なら何がキャリア組に相応しくないといったように思われたのかと言えば、単純な話として・・・新一はトラブルメーカー過ぎたのである。キャリア組として相応しくないかどうか以前に、捕まってはいないし事件の解決に奔走したといった新一からしての名目とはいえ、警察沙汰になったことなどそれこそ数知れぬ程の事をやってきたためにだ。

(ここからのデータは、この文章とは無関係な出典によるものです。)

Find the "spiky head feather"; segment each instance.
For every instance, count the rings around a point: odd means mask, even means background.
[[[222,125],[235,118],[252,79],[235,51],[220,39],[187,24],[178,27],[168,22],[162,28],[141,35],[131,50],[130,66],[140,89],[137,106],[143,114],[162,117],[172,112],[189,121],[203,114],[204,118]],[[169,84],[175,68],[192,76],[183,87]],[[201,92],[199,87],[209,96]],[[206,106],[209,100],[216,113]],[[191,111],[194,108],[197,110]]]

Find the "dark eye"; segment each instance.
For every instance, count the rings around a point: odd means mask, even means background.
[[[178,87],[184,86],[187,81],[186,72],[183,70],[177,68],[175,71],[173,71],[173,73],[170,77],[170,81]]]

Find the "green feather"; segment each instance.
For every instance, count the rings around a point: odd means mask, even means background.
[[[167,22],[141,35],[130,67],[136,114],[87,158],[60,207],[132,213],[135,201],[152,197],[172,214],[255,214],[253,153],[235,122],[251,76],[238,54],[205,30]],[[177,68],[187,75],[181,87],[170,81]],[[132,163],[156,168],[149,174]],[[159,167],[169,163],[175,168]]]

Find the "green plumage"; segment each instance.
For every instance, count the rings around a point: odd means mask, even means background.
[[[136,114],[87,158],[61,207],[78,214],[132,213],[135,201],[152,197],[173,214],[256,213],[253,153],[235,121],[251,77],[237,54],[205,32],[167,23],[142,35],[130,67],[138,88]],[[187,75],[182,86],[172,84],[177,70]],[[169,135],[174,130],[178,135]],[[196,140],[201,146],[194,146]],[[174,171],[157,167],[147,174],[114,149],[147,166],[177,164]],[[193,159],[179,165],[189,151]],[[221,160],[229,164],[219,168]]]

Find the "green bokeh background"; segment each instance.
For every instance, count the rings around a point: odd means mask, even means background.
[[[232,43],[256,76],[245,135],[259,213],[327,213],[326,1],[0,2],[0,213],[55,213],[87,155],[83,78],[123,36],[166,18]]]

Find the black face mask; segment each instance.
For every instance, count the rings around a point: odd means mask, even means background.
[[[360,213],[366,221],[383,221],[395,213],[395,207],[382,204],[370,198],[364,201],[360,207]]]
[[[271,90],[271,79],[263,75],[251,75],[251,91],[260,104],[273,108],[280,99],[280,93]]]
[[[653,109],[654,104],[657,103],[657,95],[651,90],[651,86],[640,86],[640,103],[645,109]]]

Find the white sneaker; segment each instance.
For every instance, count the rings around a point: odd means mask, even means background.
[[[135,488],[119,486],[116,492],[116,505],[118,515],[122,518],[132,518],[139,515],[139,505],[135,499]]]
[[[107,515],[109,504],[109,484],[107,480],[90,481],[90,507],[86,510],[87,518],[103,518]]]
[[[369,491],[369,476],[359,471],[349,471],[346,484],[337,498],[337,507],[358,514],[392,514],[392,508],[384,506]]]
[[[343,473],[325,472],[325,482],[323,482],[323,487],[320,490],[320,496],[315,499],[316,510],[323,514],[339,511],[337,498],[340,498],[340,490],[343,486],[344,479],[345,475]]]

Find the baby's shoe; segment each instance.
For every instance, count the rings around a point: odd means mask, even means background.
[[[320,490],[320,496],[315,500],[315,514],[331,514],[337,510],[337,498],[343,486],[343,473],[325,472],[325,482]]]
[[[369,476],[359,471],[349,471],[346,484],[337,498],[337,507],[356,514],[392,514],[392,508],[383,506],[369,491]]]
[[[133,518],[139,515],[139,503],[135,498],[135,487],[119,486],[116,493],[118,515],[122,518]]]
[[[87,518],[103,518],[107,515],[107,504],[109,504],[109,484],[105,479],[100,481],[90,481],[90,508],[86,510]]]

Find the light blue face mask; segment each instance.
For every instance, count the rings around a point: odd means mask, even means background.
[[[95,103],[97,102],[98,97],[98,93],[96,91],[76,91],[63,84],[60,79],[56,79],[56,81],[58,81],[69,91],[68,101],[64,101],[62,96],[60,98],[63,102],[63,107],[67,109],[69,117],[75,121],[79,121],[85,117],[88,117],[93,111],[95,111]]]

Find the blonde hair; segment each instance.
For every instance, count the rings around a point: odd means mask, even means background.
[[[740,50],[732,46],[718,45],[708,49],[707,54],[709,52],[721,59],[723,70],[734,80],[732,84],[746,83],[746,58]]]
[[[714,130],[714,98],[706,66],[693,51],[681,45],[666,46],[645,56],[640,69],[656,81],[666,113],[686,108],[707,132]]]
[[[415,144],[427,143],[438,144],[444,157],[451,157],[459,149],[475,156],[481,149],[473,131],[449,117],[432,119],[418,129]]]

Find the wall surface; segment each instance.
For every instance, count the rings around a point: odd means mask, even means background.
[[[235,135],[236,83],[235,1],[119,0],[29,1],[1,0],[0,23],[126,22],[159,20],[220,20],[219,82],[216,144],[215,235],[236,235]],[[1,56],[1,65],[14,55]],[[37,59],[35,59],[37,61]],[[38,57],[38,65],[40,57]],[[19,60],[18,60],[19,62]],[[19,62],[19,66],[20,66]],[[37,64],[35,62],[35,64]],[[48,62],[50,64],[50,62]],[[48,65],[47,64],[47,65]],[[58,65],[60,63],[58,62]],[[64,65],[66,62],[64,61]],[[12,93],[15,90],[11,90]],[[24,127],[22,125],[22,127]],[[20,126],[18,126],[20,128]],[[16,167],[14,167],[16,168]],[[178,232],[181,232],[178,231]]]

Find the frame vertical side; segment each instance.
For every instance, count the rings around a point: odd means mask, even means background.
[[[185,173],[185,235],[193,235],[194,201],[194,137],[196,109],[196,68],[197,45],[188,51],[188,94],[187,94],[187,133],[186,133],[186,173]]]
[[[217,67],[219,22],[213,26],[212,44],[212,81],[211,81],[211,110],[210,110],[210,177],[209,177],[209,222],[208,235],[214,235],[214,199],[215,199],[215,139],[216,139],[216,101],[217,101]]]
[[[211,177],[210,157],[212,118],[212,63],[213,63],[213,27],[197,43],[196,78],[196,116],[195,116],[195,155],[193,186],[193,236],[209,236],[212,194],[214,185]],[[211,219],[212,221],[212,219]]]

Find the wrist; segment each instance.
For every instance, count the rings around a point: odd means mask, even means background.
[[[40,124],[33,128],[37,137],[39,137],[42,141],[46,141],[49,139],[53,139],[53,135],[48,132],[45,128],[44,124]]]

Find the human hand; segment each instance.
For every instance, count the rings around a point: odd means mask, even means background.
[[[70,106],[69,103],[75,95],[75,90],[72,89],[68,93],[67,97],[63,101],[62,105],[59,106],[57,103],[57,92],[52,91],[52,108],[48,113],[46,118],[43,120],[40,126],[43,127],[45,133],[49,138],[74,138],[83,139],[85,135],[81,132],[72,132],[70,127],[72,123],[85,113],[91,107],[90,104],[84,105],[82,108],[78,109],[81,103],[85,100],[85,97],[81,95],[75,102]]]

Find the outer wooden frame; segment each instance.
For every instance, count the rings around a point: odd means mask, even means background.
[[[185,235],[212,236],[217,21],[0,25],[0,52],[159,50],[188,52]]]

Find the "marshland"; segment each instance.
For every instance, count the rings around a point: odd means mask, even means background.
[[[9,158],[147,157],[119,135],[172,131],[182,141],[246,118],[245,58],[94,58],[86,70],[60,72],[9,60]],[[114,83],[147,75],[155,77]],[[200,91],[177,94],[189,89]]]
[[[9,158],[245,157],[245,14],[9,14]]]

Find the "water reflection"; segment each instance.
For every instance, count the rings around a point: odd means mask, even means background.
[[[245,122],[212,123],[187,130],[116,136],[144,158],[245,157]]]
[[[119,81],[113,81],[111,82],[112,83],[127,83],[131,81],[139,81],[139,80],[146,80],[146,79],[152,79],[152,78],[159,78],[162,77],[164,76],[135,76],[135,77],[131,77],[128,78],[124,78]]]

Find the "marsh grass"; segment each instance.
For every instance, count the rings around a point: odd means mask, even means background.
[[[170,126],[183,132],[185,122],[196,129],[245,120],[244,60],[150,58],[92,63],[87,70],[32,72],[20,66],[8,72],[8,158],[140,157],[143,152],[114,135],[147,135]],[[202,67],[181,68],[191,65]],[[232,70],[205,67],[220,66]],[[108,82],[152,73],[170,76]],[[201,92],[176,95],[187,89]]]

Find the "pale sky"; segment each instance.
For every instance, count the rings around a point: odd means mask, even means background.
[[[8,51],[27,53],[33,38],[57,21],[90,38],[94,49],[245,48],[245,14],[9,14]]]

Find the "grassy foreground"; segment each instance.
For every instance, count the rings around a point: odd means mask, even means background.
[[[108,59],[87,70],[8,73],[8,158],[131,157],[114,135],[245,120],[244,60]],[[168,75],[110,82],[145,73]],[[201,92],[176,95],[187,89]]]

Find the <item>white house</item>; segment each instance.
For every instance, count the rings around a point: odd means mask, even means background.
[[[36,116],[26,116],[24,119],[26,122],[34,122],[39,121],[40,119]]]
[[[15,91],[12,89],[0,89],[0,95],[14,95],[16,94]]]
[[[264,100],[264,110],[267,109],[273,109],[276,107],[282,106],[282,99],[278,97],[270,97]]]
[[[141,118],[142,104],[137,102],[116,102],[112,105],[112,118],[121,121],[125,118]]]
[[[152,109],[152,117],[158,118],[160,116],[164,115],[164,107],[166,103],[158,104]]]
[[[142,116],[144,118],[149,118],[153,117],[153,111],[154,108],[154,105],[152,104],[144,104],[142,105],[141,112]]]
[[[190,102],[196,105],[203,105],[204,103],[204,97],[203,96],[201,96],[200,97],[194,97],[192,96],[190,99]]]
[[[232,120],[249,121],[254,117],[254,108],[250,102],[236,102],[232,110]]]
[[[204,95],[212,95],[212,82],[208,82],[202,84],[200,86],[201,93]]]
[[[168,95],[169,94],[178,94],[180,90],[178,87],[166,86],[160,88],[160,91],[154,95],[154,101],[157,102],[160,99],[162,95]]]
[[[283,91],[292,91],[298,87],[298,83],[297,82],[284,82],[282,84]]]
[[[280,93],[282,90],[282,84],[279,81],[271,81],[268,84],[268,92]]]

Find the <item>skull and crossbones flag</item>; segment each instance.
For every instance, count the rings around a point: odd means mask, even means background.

これは警察に限ったことではないが、本来雇う側が雇う人に求める物として重要視するのは能力もそうだが揉め事を起こさない人物であることだ。それは当然の事である・・・折角人手が欲しいから雇うというのに、問題を起こされればその人物が働けないと言った問題だけで済まなくなる事も有り得る。雇った側もその煽りを受ける可能性がこの現代の情報社会では非常に高いのだ。

そしてそれがキャリア組という警察きっての限られたエリートとして入ってきた人材であったなら尚更である・・・そもそもキャリア組とは将来の警察を背負って立つ逸材と見られる人材であり、警察の人間として見本とされるような立ち回りをするのが望まれる。しかし新一がそんな警察組織の一員としてルールをちゃんと守るなど想像がつかないのは大学までに何度も何度も何度も何度も・・・何度言っても堪えたような様子も見せず、事件解決の為と平然と一般人の立場で決まりを無視していったことから明確である。

そしてそんなことをノンキャリアの人間がやることもそうだが、キャリア組として入った人間が平然と行ってしまえば様々に問題が発生してしまう・・・それを許せばキャリア組だからこんな暴挙が罷り通るのかだとか同じことを自分達もやっていいといった声が出てくるのもそうだが、そこで新一の問題行動が世に出てくるような事になれば確実に面倒なことになるのは目に見えていた。警察の根底を揺るがせる騒ぎになりかねないということでだ。

他にも考えられることは色々とあるが、実際に会って面接をしたことも加わって新一の能力を惜しむよりも、下手な混乱を招かないようにするために面接官によってキャリア組への梯子は外されたわけである。能力よりも人格を見られ、危険視される形でだ。